Department of Molecular Biosciences and The Institute for Cellular and Molecular Biology, The University of Texas at Austin, Austin, TX, 78712, USA.
State Key Laboratory of Crop Genetics and Germplasm Enhancement/Key Laboratory of Biology and Germplasm Enhancement of Horticultural Crops in East China, Ministry of Agriculture, Nanjing Agricultural University, Nanjing, 210095, China.
New Phytol. 2021 Jun;230(6):2311-2326. doi: 10.1111/nph.17332. Epub 2021 Apr 6.

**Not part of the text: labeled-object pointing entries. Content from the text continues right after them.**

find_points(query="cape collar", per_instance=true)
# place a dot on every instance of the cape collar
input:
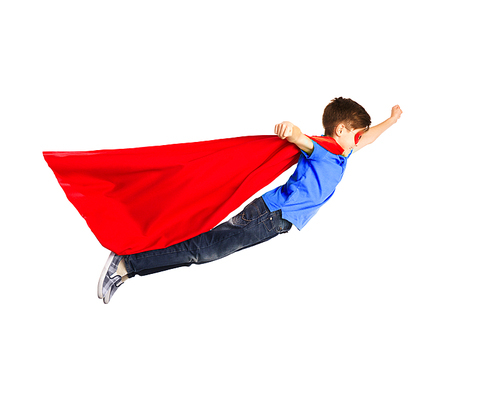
(329, 144)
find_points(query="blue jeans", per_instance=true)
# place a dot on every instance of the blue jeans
(253, 225)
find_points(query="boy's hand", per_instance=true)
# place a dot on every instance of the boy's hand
(283, 130)
(396, 113)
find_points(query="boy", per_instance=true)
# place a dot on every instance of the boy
(320, 168)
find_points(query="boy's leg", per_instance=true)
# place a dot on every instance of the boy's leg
(255, 224)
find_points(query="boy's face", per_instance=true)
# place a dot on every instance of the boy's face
(348, 138)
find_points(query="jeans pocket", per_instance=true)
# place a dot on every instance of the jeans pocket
(251, 212)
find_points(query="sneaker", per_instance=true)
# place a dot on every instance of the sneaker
(109, 280)
(117, 282)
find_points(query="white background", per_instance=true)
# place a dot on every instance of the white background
(392, 288)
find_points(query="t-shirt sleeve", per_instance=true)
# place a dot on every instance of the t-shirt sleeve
(318, 152)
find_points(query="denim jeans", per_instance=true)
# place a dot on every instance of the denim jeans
(253, 225)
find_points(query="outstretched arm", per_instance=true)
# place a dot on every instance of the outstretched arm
(293, 135)
(376, 131)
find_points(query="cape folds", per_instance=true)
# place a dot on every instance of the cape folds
(141, 199)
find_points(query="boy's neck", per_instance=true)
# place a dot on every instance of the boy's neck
(346, 152)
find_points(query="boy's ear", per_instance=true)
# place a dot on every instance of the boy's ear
(338, 130)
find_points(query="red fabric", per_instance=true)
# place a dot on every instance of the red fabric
(148, 198)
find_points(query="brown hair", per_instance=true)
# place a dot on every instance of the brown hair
(347, 111)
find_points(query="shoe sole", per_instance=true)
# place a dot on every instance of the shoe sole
(103, 275)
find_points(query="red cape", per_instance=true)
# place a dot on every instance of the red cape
(142, 199)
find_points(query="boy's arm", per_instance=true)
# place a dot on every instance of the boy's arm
(376, 131)
(293, 135)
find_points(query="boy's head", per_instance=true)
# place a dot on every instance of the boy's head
(346, 112)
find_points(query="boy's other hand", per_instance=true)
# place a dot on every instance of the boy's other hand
(396, 113)
(283, 130)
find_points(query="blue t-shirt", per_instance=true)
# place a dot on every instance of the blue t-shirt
(310, 186)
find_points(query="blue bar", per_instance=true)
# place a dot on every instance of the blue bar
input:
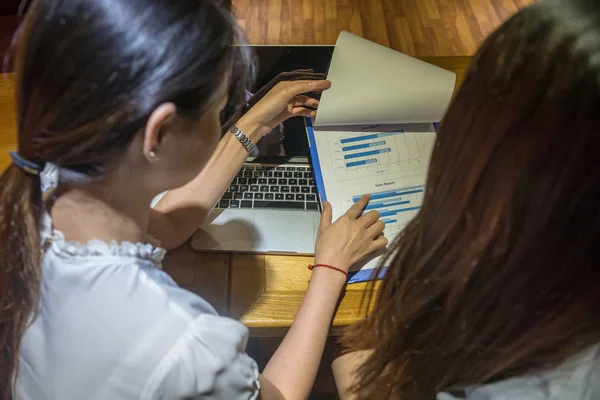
(363, 146)
(394, 212)
(381, 205)
(369, 137)
(392, 193)
(367, 153)
(361, 162)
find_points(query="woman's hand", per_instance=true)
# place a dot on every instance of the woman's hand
(351, 238)
(285, 100)
(297, 75)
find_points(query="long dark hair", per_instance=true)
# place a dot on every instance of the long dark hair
(89, 74)
(499, 274)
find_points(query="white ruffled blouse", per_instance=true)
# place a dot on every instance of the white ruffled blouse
(111, 324)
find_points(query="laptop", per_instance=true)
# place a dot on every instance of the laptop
(272, 205)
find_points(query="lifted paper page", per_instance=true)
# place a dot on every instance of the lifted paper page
(372, 84)
(389, 162)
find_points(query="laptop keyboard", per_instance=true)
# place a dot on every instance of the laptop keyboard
(258, 187)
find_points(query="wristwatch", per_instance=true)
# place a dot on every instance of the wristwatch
(241, 136)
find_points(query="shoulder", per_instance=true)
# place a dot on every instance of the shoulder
(576, 379)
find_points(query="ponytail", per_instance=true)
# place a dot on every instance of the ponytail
(20, 216)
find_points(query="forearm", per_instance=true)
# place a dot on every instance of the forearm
(181, 211)
(293, 367)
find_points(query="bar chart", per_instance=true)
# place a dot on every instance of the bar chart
(396, 207)
(363, 150)
(357, 155)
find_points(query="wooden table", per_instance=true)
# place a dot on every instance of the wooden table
(263, 291)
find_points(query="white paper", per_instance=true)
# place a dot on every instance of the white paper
(372, 84)
(374, 132)
(389, 162)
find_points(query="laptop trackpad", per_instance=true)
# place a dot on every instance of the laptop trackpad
(286, 231)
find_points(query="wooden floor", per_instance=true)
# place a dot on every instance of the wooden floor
(417, 27)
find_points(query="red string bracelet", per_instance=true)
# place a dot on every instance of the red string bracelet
(311, 267)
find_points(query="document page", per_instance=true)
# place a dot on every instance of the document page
(374, 131)
(389, 162)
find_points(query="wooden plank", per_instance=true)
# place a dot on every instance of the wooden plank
(435, 27)
(206, 274)
(267, 290)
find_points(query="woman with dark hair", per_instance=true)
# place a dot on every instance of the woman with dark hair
(493, 289)
(124, 99)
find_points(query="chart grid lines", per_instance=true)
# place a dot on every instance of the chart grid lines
(369, 137)
(361, 162)
(366, 153)
(363, 146)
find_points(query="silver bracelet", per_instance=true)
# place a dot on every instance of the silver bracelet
(241, 136)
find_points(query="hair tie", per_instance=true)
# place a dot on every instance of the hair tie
(27, 166)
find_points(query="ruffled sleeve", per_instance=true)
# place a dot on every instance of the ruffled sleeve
(208, 362)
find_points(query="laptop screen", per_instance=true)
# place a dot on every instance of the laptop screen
(288, 140)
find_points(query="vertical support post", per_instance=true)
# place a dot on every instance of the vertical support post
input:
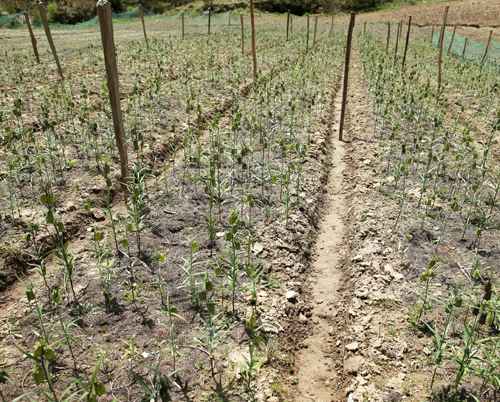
(209, 19)
(307, 41)
(487, 47)
(397, 44)
(407, 40)
(43, 16)
(182, 24)
(254, 50)
(346, 74)
(388, 37)
(108, 44)
(315, 29)
(32, 35)
(242, 33)
(143, 23)
(287, 24)
(441, 40)
(452, 37)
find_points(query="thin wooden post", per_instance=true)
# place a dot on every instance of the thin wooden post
(108, 44)
(407, 40)
(487, 47)
(441, 39)
(32, 35)
(307, 42)
(452, 37)
(388, 37)
(346, 74)
(287, 24)
(465, 46)
(143, 23)
(182, 24)
(209, 19)
(315, 29)
(242, 33)
(254, 50)
(397, 44)
(43, 16)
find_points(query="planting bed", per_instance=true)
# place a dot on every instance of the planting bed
(253, 256)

Elongated hypocotyl5 (HY5) is a key transcription factor that promotes photomorphogenesis. Constitutive photomorphogenic1 (COP1)-Suppressor of phytochrome A-105 (SPA) E3 ubiquitin ligase complex promotes ubiquitination and degradation of HY5 to repress photomorphogenesis in darkness. HY5 is also regulated by phosphorylation at serine 36 residue. However, the kinase responsible for phosphorylation of HY5 remains unknown. Here, using extensive in vitro and in vivo biochemical, genetic, and photobiological techniques, we have identified a new kinase that phosphorylates HY5 and demonstrated the significance of phosphorylation of HY5 in Arabidopsis thaliana. We show that SPA proteins are the missing kinases necessary for HY5 phosphorylation. SPAs can directly phosphorylate HY5 in vitro, and the phosphorylated HY5 is absent in the spaQ background in vivo. We also demonstrate that the unphosphorylated HY5 interacts strongly with both COP1 and SPA1 and is the preferred substrate for degradation, whereas the phosphorylated HY5 is more stable in the dark. In addition, the unphosphorylated HY5 actively binds to the target promoters and is the physiologically more active form. Consistently, the transgenic plants expressing the unphosphorylated form of HY5 display enhanced photomorphogenesis. Collectively, our study revealed the missing kinase responsible for direct phosphorylation of HY5 that fine-tunes its stability and activity to regulate photomorphogenesis.
长柱下胚轴 5(HY5)是一种促进光形态建成的关键转录因子。组成型光形态建成 1(COP1)-抑制光敏素 A-105(SPA)E3 泛素连接酶复合物促进 HY5 的泛素化和降解,以抑制黑暗中的光形态建成。HY5 还受丝氨酸 36 残基的磷酸化调节。然而,负责 HY5 磷酸化的激酶仍然未知。在这里,我们使用广泛的体外和体内生化、遗传和光生物学技术,鉴定了一种新的激酶,该激酶可以磷酸化 HY5,并证明了 HY5 在拟南芥中的磷酸化在光形态建成中的重要性。我们表明 SPA 蛋白是 HY5 磷酸化所必需的缺失激酶。SPAs 可以在体外直接磷酸化 HY5,并且在体内 spaQ 背景中不存在磷酸化的 HY5。我们还证明了未磷酸化的 HY5 与 COP1 和 SPA1 都有强烈的相互作用,并且是降解的首选底物,而在黑暗中,磷酸化的 HY5 更稳定。此外,未磷酸化的 HY5 积极结合到靶启动子上,并且是生理上更活跃的形式。一致地,表达未磷酸化形式的 HY5 的转基因植物显示出增强的光形态建成。总的来说,我们的研究揭示了负责直接磷酸化 HY5 的缺失激酶,该激酶通过调节其稳定性和活性来精细调节光形态建成。